One thing that worked with my son when he was little was this:  When he would have a tantrum and throw his little self on the floor kicking and screaming, I would sit next to him and rub his little back and say, “It’s ok, baby, it will be ok.” 

When he was older I taught him to learn to ask for things calmly.  I told him if he asked for something and I said NO, and he thought it was not fair, to CALMLY ask me to reconsider.  And then I may reconsider the NO.  However, a tantrum or bad attitude was an automatic “This will stay a NO.”  It worked like a charm.  People were amazed.  He would ask, for example, for candy and I would say no.  And he would stay perfectly calm.  Once a cashier asked how that happend.  And my son looked at her (age 3 mind you) and said, “Well, I know if I’m good now my mommy will get me something later, like a cookie after lunch.  So I don’t have to have the candy bar now.”  I was so proud of my little pupster.

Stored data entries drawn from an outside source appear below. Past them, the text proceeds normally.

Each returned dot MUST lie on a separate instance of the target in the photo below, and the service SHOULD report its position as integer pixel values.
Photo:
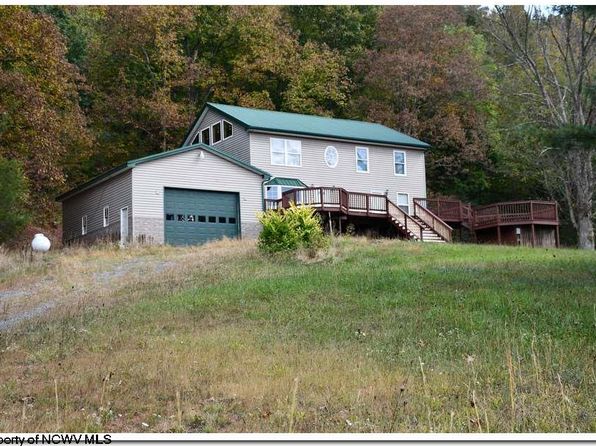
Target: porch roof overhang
(281, 181)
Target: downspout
(265, 180)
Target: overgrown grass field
(374, 336)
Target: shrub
(290, 229)
(13, 197)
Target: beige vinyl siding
(115, 193)
(188, 171)
(237, 145)
(315, 172)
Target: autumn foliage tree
(41, 123)
(425, 77)
(554, 51)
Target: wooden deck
(530, 213)
(424, 225)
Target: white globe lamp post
(40, 243)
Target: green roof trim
(279, 181)
(156, 156)
(317, 126)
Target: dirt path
(34, 298)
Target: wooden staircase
(422, 226)
(429, 235)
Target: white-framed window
(331, 156)
(228, 129)
(362, 159)
(206, 136)
(399, 162)
(286, 152)
(216, 132)
(403, 202)
(106, 216)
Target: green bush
(13, 197)
(291, 229)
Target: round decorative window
(331, 156)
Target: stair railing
(409, 224)
(436, 224)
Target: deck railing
(432, 220)
(506, 213)
(515, 212)
(334, 199)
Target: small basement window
(216, 132)
(227, 129)
(205, 136)
(403, 202)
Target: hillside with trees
(505, 97)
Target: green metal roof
(279, 181)
(318, 126)
(133, 163)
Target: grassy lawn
(383, 336)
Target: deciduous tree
(425, 78)
(555, 51)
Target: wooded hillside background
(505, 97)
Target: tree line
(504, 96)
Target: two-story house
(233, 161)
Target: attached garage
(197, 216)
(185, 196)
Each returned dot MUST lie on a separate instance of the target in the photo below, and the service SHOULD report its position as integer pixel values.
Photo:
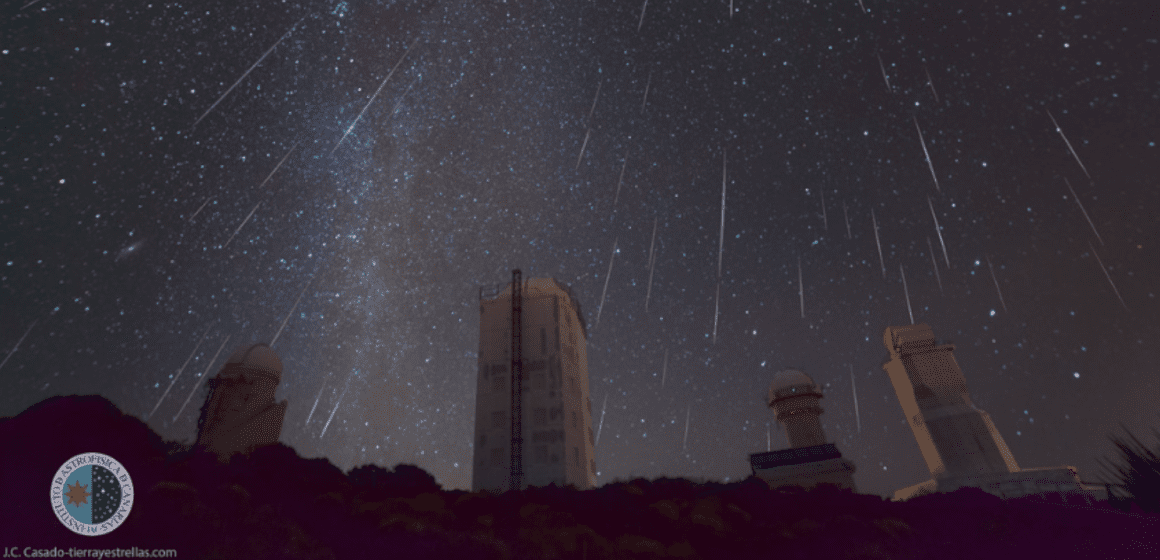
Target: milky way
(427, 148)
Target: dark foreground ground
(275, 503)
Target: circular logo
(92, 494)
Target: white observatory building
(809, 460)
(550, 433)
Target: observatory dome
(788, 379)
(256, 357)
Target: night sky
(131, 153)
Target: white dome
(259, 356)
(789, 378)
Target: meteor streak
(582, 146)
(929, 164)
(1108, 276)
(878, 242)
(17, 344)
(625, 166)
(883, 67)
(204, 375)
(1082, 210)
(246, 73)
(939, 231)
(993, 278)
(609, 275)
(1070, 148)
(179, 371)
(601, 426)
(375, 95)
(907, 292)
(854, 386)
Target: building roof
(259, 357)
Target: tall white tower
(556, 411)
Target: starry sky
(179, 179)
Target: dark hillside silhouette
(274, 503)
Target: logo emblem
(92, 494)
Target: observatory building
(809, 460)
(958, 441)
(543, 434)
(239, 413)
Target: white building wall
(556, 408)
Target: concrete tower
(558, 444)
(239, 413)
(958, 441)
(809, 460)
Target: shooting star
(601, 426)
(291, 312)
(664, 369)
(652, 263)
(200, 209)
(1084, 210)
(620, 181)
(686, 444)
(241, 225)
(907, 292)
(582, 146)
(883, 67)
(599, 85)
(929, 81)
(824, 220)
(246, 73)
(997, 284)
(717, 308)
(929, 164)
(180, 370)
(1108, 276)
(17, 344)
(934, 264)
(204, 375)
(1070, 148)
(609, 275)
(277, 166)
(878, 242)
(854, 386)
(939, 231)
(336, 405)
(645, 99)
(800, 288)
(316, 404)
(847, 216)
(372, 96)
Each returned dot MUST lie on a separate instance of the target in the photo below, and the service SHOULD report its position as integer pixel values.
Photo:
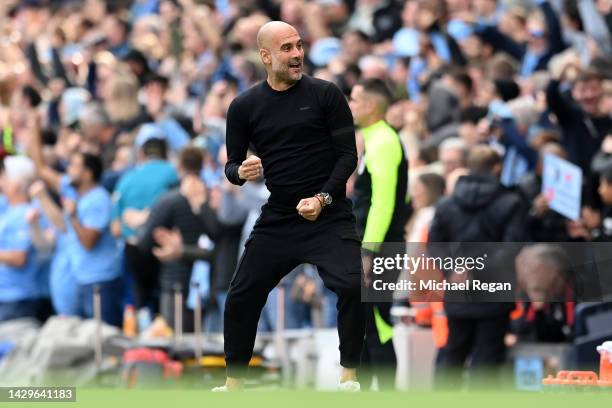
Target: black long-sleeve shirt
(304, 136)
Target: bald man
(302, 130)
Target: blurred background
(119, 233)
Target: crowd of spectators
(113, 117)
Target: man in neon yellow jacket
(381, 211)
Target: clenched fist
(250, 169)
(310, 208)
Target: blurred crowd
(113, 124)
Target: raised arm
(342, 129)
(237, 141)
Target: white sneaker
(349, 386)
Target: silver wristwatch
(327, 200)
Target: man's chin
(295, 77)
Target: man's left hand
(310, 208)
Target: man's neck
(372, 120)
(16, 200)
(84, 188)
(279, 85)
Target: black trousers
(482, 341)
(378, 359)
(144, 268)
(280, 241)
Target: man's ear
(266, 58)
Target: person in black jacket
(480, 210)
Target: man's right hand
(250, 169)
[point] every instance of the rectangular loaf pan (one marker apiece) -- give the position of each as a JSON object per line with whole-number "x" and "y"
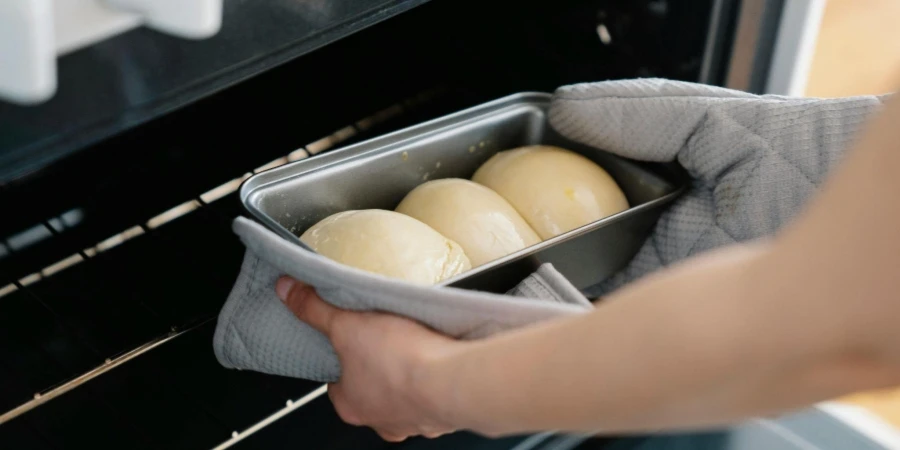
{"x": 379, "y": 172}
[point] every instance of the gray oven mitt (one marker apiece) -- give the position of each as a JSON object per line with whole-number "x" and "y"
{"x": 257, "y": 332}
{"x": 754, "y": 160}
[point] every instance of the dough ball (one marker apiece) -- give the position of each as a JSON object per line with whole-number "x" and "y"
{"x": 387, "y": 243}
{"x": 555, "y": 190}
{"x": 480, "y": 220}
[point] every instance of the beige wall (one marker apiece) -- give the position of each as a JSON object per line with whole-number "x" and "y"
{"x": 858, "y": 50}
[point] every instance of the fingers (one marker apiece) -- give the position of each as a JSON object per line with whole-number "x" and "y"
{"x": 303, "y": 301}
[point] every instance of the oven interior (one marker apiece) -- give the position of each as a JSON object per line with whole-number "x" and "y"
{"x": 115, "y": 259}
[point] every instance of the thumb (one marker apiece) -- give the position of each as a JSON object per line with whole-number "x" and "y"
{"x": 643, "y": 119}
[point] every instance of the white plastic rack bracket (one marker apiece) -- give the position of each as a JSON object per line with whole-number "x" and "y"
{"x": 34, "y": 32}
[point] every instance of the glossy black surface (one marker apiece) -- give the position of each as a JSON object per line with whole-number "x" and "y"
{"x": 129, "y": 79}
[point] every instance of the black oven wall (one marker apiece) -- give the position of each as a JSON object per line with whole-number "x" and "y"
{"x": 459, "y": 52}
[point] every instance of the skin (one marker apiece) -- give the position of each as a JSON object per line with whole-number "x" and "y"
{"x": 748, "y": 330}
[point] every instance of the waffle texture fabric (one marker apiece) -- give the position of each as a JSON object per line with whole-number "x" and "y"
{"x": 754, "y": 160}
{"x": 256, "y": 331}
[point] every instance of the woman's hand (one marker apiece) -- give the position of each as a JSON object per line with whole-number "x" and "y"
{"x": 385, "y": 363}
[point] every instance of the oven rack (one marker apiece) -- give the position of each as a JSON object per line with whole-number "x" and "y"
{"x": 111, "y": 346}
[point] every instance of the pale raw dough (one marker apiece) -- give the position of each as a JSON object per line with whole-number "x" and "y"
{"x": 555, "y": 190}
{"x": 477, "y": 218}
{"x": 387, "y": 243}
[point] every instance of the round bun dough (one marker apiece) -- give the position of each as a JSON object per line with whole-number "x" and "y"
{"x": 555, "y": 190}
{"x": 387, "y": 243}
{"x": 480, "y": 220}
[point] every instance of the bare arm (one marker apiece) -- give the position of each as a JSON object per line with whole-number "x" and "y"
{"x": 743, "y": 331}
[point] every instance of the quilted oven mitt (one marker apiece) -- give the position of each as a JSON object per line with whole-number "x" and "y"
{"x": 754, "y": 160}
{"x": 257, "y": 332}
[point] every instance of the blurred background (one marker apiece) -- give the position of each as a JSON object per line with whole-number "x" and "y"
{"x": 858, "y": 53}
{"x": 858, "y": 49}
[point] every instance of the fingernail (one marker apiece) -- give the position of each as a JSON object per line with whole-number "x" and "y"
{"x": 283, "y": 287}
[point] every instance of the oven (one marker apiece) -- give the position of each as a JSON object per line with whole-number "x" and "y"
{"x": 119, "y": 179}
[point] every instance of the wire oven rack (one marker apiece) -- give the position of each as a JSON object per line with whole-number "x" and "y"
{"x": 110, "y": 347}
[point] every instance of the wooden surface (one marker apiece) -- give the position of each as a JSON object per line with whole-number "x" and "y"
{"x": 858, "y": 53}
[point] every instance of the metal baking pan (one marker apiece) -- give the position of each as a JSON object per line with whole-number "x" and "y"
{"x": 379, "y": 172}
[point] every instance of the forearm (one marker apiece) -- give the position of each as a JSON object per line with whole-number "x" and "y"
{"x": 741, "y": 332}
{"x": 688, "y": 348}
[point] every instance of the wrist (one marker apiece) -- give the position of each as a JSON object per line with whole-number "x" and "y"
{"x": 436, "y": 386}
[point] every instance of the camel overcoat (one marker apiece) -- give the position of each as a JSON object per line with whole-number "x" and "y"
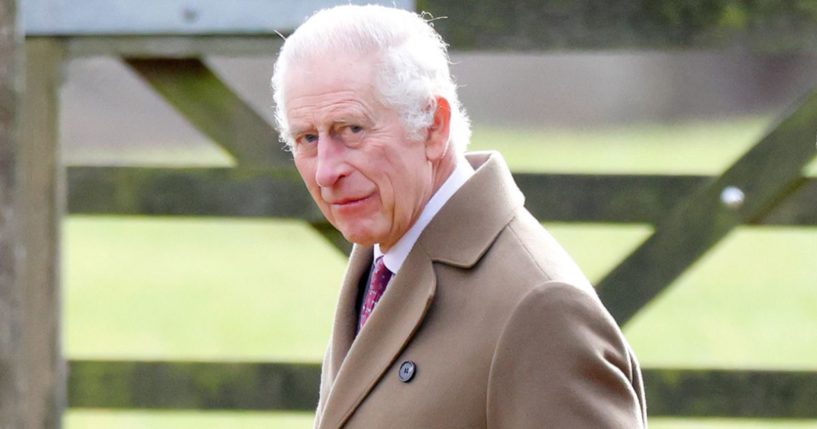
{"x": 502, "y": 328}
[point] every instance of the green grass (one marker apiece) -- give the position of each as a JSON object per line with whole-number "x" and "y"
{"x": 183, "y": 288}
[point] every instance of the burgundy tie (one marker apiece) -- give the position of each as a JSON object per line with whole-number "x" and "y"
{"x": 377, "y": 285}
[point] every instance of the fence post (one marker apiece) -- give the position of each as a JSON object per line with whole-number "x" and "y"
{"x": 12, "y": 373}
{"x": 38, "y": 213}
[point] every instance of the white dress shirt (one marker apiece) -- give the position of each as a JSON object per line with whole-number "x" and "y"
{"x": 395, "y": 257}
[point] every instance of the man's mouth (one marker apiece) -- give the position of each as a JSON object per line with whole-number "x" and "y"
{"x": 347, "y": 202}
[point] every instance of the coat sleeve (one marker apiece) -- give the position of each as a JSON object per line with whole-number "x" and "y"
{"x": 562, "y": 362}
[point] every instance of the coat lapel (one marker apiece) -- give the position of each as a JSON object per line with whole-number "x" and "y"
{"x": 356, "y": 364}
{"x": 390, "y": 327}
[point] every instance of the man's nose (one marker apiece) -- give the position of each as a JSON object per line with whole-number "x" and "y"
{"x": 331, "y": 162}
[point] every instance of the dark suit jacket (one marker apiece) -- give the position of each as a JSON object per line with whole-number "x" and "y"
{"x": 505, "y": 331}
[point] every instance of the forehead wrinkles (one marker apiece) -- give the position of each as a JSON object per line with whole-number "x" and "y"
{"x": 313, "y": 110}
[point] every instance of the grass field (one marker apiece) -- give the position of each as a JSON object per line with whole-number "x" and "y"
{"x": 236, "y": 289}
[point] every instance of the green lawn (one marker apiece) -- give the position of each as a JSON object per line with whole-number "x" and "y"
{"x": 182, "y": 288}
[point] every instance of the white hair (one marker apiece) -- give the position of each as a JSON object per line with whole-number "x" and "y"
{"x": 412, "y": 56}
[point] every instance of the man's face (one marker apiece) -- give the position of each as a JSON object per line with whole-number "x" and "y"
{"x": 367, "y": 177}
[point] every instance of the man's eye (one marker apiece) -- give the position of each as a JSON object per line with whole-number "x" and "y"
{"x": 308, "y": 138}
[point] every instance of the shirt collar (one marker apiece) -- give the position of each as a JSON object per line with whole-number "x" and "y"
{"x": 394, "y": 258}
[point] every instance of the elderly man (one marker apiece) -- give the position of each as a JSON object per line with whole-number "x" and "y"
{"x": 457, "y": 310}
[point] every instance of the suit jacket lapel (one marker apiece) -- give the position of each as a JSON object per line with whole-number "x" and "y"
{"x": 343, "y": 332}
{"x": 388, "y": 330}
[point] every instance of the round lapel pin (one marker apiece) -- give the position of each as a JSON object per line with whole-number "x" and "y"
{"x": 407, "y": 371}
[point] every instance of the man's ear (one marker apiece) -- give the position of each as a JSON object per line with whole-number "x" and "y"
{"x": 437, "y": 137}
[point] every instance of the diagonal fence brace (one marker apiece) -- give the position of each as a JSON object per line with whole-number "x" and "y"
{"x": 196, "y": 92}
{"x": 746, "y": 192}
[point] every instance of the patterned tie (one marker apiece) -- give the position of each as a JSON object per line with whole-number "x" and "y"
{"x": 377, "y": 285}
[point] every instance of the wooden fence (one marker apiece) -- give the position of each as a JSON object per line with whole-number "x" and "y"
{"x": 690, "y": 214}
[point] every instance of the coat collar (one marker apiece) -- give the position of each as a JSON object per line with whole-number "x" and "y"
{"x": 470, "y": 221}
{"x": 459, "y": 235}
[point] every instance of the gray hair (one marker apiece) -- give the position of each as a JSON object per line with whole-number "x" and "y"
{"x": 413, "y": 59}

Children are very smart.  😉

Post # 8
1064 posts
Bumble bee
  • Wedding: June 2012

Er..welll..i used the same thecnique with both my cousin (she’s 22 now!) and my 2 daughters (12 and 4 years old) – i distracted them alright..by turning them upside down (literally) and tickling their bellies..they were “forced” to laugh and the tantrum would pass!!! It worked! Now please don’t tell me i was horrible..

Post # 9
2095 posts
Buzzing bee
  • Wedding: September 2011

I guess I am the mean mommy here. I would ignore him and wait until the tantrum was over and ask if he was done. If he was then we went on as usual and we would talk out what upset him and how he should have reacted. Timeouts never worked and there was a time where he would hit me. I would then restrain him and again we would talk it out when he was calmer.

Post # 10
92 posts
Worker bee
  • Wedding: April 2010

The latest studies say the best thing to do is completely ignore it during the emotional release.  Everything you attempt to do at that state will make the tantrum part longer.  Ten hen they are calm give them a few words (tasking the toy away must have made you angry) and move on.